The distributive property is a fundamental concept in algebra that helps simplify expressions. It allows you to multiply a single term across other terms inside a set of parentheses. The basic formula for the distributive property is:

• \( a(b + c) = ab + ac \)

This means you distribute the outside term, \(a\), to each term inside the parentheses, \(b\) and \(c\).
In the original problem, we apply the distributive property several times. Initially, it’s used to expand \(2(x-1)(9x^2 - 1)\).

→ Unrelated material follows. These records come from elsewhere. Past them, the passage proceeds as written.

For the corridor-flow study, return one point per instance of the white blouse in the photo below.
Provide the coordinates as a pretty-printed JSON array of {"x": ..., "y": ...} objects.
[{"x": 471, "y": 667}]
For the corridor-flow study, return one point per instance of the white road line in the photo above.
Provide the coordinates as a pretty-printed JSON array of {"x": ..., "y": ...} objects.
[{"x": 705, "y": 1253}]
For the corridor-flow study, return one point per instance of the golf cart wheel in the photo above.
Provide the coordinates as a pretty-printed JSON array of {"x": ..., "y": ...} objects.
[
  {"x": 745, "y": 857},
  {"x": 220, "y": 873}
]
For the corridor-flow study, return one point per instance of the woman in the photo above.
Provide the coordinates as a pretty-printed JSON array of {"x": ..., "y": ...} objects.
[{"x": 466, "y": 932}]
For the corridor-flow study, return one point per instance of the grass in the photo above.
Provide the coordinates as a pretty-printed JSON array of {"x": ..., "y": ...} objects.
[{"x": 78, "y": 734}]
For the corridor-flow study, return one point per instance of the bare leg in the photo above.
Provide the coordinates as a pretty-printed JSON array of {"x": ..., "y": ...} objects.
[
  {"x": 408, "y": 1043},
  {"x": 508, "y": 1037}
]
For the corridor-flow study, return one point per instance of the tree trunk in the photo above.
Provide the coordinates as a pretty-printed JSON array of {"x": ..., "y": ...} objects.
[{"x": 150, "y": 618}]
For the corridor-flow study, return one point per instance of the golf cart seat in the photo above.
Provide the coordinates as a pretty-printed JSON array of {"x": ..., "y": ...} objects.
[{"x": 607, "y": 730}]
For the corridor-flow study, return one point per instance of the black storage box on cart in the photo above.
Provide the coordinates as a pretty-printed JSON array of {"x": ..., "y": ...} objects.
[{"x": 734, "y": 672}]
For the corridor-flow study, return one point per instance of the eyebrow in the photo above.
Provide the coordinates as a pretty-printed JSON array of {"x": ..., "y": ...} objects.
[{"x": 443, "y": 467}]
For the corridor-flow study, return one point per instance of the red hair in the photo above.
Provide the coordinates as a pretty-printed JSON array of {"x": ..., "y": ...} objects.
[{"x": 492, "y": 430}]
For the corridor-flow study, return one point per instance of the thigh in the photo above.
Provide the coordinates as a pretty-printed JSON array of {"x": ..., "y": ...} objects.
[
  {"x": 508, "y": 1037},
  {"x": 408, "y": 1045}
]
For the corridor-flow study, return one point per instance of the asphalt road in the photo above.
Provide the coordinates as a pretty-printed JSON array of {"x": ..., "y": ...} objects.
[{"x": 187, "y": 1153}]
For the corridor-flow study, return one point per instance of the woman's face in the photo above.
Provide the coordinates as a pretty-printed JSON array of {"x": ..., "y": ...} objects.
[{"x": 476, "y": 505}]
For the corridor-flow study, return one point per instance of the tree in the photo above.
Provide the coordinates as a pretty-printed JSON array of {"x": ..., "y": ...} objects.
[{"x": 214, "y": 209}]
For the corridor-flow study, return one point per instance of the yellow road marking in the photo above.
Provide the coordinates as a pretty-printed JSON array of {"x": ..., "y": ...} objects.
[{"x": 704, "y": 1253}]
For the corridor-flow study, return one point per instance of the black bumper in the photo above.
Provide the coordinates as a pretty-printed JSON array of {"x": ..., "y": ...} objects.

You distribute \(2(x-1)\) to both \(9x^2\) and \(-1\).
Firstly, distribute \(2(x-1)\) with \(9x^2\) and then \(2(x-1)\) with \(-1\), giving us:

• \(2x(9x^2) - 2(9x^2) + 2x(1) - 2(1)\)

Simplifying each part leads to the new expression:

• \(18x^3 - 18x^2 + 2x - 2\)

The distributive property is a powerful tool that allows for breaking down complex expressions into simpler ones.

The difference of squares is another handy algebraic tool for simplifying expressions. It is the product of two conjugate binomials,

• \((a - b)(a + b) = a^2 - b^2\)

This means you take the square of the first term, \(a\), and subtract the square of the second term, \(b\).
In the given exercise, the terms

• \((3x-1)(3x+1)\)

fit this pattern. By applying the difference of squares, we get

• \((3x)^2 - 1^2 = 9x^2 - 1\)

This reduced form

• \(9x^2 - 1\)

makes it easier to combine with other terms in the expression when distributing. Understanding the difference of squares helps simplify polynomials quickly, turning daunting expressions into manageable pieces.

Combining like terms is an essential skill in simplifying algebraic expressions. Like terms are terms that have the same variable raised to the same power. You can only combine coefficients of these like terms.
In the exercise, once the terms are expanded and simplified, it's time to combine like terms:

• Combine the \(x^3\) terms: \(2x^3 + 18x^3 = 20x^3\)
• Combine the \(x^2\) terms: \(0 - 18x^2 = -18x^2\)
• Combine the \(x\) terms: \(-13x + 2x = -11x\)
• Finally, combine the constant terms: \(-1 + 1 - 2 = -2\)

The simplified expression is

• \(20x^3 - 18x^2 - 11x - 2\)

Recognizing and combining like terms is essential to arriving at the simplest form of an expression, ensuring your answer is clean and concise.